Настасья Филипповна тоже громко плакала. А глядя на них, вдруг, и неожиданно для самой себя, взвыла толстая Куприянова.
Одна Пафнутьевна оставалась, по-видимому, спокойной. Она, кажется, совсем позабыла и горе своей Фимочки, и все обстоятельства, вошла совершенно в роль и наслаждалась впечатлением, которое производили ее причитания.
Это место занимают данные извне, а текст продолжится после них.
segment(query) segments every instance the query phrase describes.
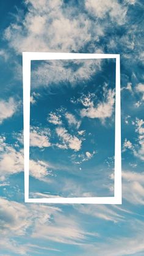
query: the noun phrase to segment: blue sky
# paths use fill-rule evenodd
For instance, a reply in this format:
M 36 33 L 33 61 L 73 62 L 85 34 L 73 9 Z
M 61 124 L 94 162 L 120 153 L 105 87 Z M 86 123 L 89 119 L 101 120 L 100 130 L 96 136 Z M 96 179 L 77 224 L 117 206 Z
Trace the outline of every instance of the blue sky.
M 1 9 L 2 255 L 143 255 L 143 4 L 14 1 Z M 24 203 L 22 51 L 121 56 L 123 204 Z M 30 194 L 113 194 L 114 60 L 31 64 Z

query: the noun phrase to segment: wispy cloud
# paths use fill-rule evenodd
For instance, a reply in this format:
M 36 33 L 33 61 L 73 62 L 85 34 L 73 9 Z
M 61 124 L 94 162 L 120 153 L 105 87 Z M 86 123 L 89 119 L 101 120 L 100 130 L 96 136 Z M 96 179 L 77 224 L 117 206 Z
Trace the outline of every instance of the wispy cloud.
M 15 113 L 17 106 L 13 98 L 10 98 L 7 101 L 0 100 L 0 124 Z
M 75 135 L 72 136 L 63 127 L 57 127 L 56 130 L 58 136 L 61 139 L 63 145 L 74 151 L 79 151 L 81 148 L 82 139 L 79 139 Z

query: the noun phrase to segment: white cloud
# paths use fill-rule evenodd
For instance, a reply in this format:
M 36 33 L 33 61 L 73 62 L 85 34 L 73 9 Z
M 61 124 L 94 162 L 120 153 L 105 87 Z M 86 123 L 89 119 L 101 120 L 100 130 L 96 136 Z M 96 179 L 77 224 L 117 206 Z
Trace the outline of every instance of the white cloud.
M 142 100 L 144 100 L 144 84 L 139 83 L 135 86 L 136 92 L 142 94 Z
M 81 115 L 82 117 L 87 117 L 91 119 L 98 118 L 104 120 L 106 117 L 110 117 L 113 111 L 115 103 L 114 90 L 109 89 L 107 92 L 106 99 L 104 102 L 100 102 L 96 107 L 90 106 L 82 109 Z
M 123 197 L 133 205 L 144 204 L 144 174 L 123 171 Z
M 77 133 L 78 133 L 79 135 L 82 136 L 82 135 L 84 135 L 85 132 L 85 130 L 82 130 L 81 131 L 78 131 Z
M 125 139 L 123 144 L 123 150 L 124 152 L 126 149 L 132 150 L 133 154 L 140 158 L 142 160 L 144 159 L 144 120 L 143 119 L 139 119 L 136 118 L 135 122 L 135 132 L 137 134 L 137 144 L 133 144 L 130 141 Z
M 0 175 L 4 180 L 7 176 L 23 171 L 24 156 L 22 149 L 18 151 L 4 142 L 5 139 L 3 141 L 0 155 Z M 30 159 L 29 166 L 30 174 L 36 178 L 42 179 L 44 176 L 52 175 L 51 167 L 46 162 Z
M 61 115 L 57 115 L 55 112 L 54 113 L 49 113 L 49 117 L 48 117 L 47 120 L 48 121 L 51 123 L 53 123 L 53 125 L 62 125 L 62 122 L 60 120 Z
M 82 162 L 90 160 L 96 153 L 96 152 L 95 150 L 92 153 L 87 151 L 85 153 L 83 153 L 78 155 L 74 154 L 71 156 L 71 159 L 74 164 L 80 164 Z
M 81 148 L 82 140 L 75 136 L 72 136 L 62 127 L 57 127 L 56 130 L 58 136 L 62 140 L 63 145 L 74 151 L 79 151 Z
M 17 104 L 13 98 L 8 101 L 0 100 L 0 124 L 7 118 L 11 117 L 17 110 Z
M 39 93 L 33 92 L 30 98 L 30 101 L 32 104 L 35 104 L 37 102 L 37 99 L 40 96 Z
M 104 221 L 118 222 L 123 221 L 123 217 L 117 213 L 115 209 L 105 205 L 77 205 L 76 208 L 80 213 L 93 216 Z
M 74 115 L 68 112 L 65 113 L 65 117 L 68 120 L 70 125 L 73 125 L 77 129 L 79 129 L 81 124 L 81 121 L 77 121 Z
M 31 127 L 30 132 L 30 146 L 43 148 L 51 146 L 49 141 L 49 131 L 48 129 Z
M 41 180 L 43 177 L 51 174 L 51 171 L 48 171 L 49 164 L 43 161 L 29 160 L 30 175 L 35 178 Z
M 131 92 L 132 92 L 132 83 L 131 83 L 131 82 L 128 82 L 128 84 L 127 84 L 127 86 L 126 86 L 126 87 L 122 87 L 122 88 L 121 89 L 121 90 L 123 90 L 124 89 L 125 89 L 125 90 L 129 90 Z
M 123 144 L 123 152 L 126 150 L 126 148 L 132 149 L 133 148 L 132 144 L 131 141 L 128 141 L 127 139 L 125 139 L 124 142 Z
M 85 152 L 85 155 L 86 155 L 86 156 L 88 158 L 91 158 L 92 157 L 92 154 L 91 153 L 88 152 L 88 151 L 87 151 L 87 152 Z
M 135 152 L 135 155 L 142 160 L 144 160 L 144 120 L 136 119 L 135 131 L 138 133 L 139 148 Z
M 82 95 L 80 99 L 80 101 L 82 103 L 82 105 L 84 107 L 93 107 L 93 102 L 92 101 L 93 98 L 95 97 L 95 93 L 88 93 L 87 95 Z
M 16 53 L 78 51 L 93 37 L 96 41 L 103 34 L 98 22 L 93 29 L 87 16 L 77 12 L 74 6 L 70 8 L 61 0 L 52 1 L 53 4 L 50 0 L 41 3 L 25 1 L 28 12 L 23 19 L 19 17 L 21 23 L 11 23 L 5 31 L 5 38 Z

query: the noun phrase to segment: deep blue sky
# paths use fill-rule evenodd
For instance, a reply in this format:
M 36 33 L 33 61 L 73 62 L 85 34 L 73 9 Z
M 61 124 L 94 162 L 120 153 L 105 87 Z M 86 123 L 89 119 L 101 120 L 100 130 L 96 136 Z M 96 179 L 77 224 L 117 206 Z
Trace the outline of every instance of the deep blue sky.
M 0 254 L 143 255 L 143 1 L 1 5 Z M 24 203 L 25 51 L 120 54 L 121 205 Z M 115 64 L 32 62 L 31 197 L 113 196 Z

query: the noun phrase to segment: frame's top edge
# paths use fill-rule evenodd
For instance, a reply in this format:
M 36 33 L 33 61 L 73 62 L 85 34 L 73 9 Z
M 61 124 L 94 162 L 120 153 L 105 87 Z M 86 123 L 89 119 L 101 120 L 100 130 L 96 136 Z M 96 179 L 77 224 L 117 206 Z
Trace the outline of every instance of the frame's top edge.
M 23 52 L 23 57 L 27 60 L 45 60 L 59 59 L 120 59 L 120 54 L 108 53 L 74 53 Z

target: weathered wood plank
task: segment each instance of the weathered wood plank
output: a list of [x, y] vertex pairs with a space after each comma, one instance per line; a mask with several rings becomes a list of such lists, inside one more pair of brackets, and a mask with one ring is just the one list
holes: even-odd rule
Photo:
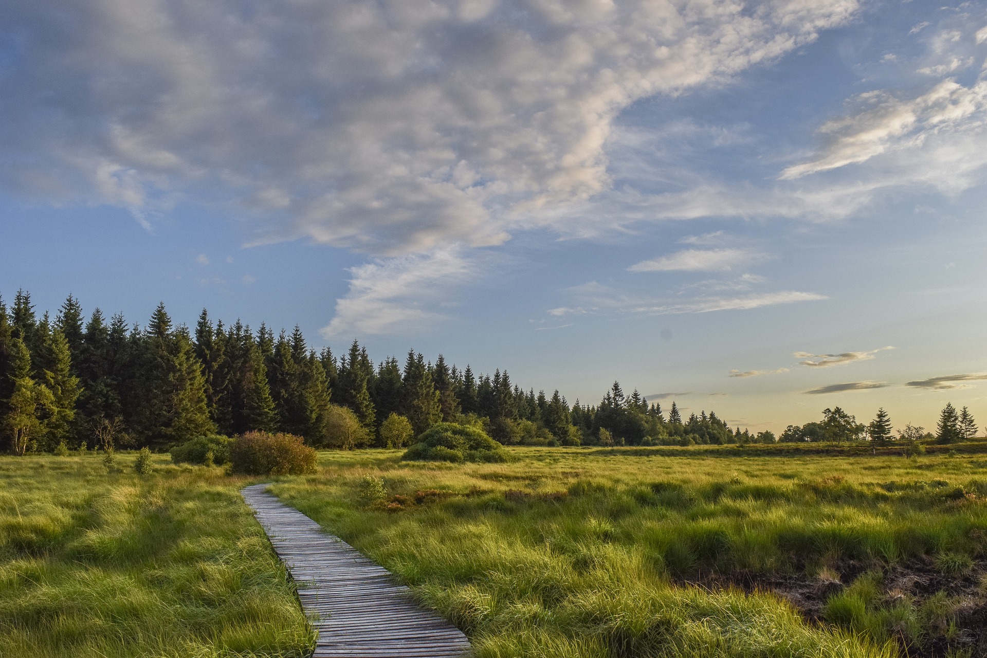
[[298, 598], [318, 631], [313, 658], [461, 658], [470, 641], [418, 606], [387, 569], [266, 492], [242, 494], [274, 551], [298, 583]]

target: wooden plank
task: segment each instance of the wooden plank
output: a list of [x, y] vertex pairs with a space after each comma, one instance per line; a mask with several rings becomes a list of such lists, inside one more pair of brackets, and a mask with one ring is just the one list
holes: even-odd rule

– А палачи-то, мужики рыжие, краснобородые; – почти пела она каким-то особенным тоном. – А в руках-то у них топорики вострые, а руки-то у них в алой крови человеческой, а и сидит там судия неправедный и как возговорит зычным голосом: «Ведите вы, палачи, раба Божия Митрия на казнь лютую, скрутите вы веревочку крепкую…»
– Да замолчишь ли ты, глупая баба! – воскликнул, наконец приходя в себя, Раф Родионович. – Жена, чего ты смотришь, совсем набаловали мы с тобой старуху. Что о нас Матрена Ивановна подумает?!
Но Матрена Ивановна ничего не думала. Она стояла перед Пафнутьевной, пристально следя за каждым страшным словом, вырывавшимся из ее старого, беззубого рта, и с наслаждением подвывала в такт ее причитаниям.
– Батюшка, к тебе посланец от боярина Пушкина, – вбегая, крикнул встревоженный Андрей.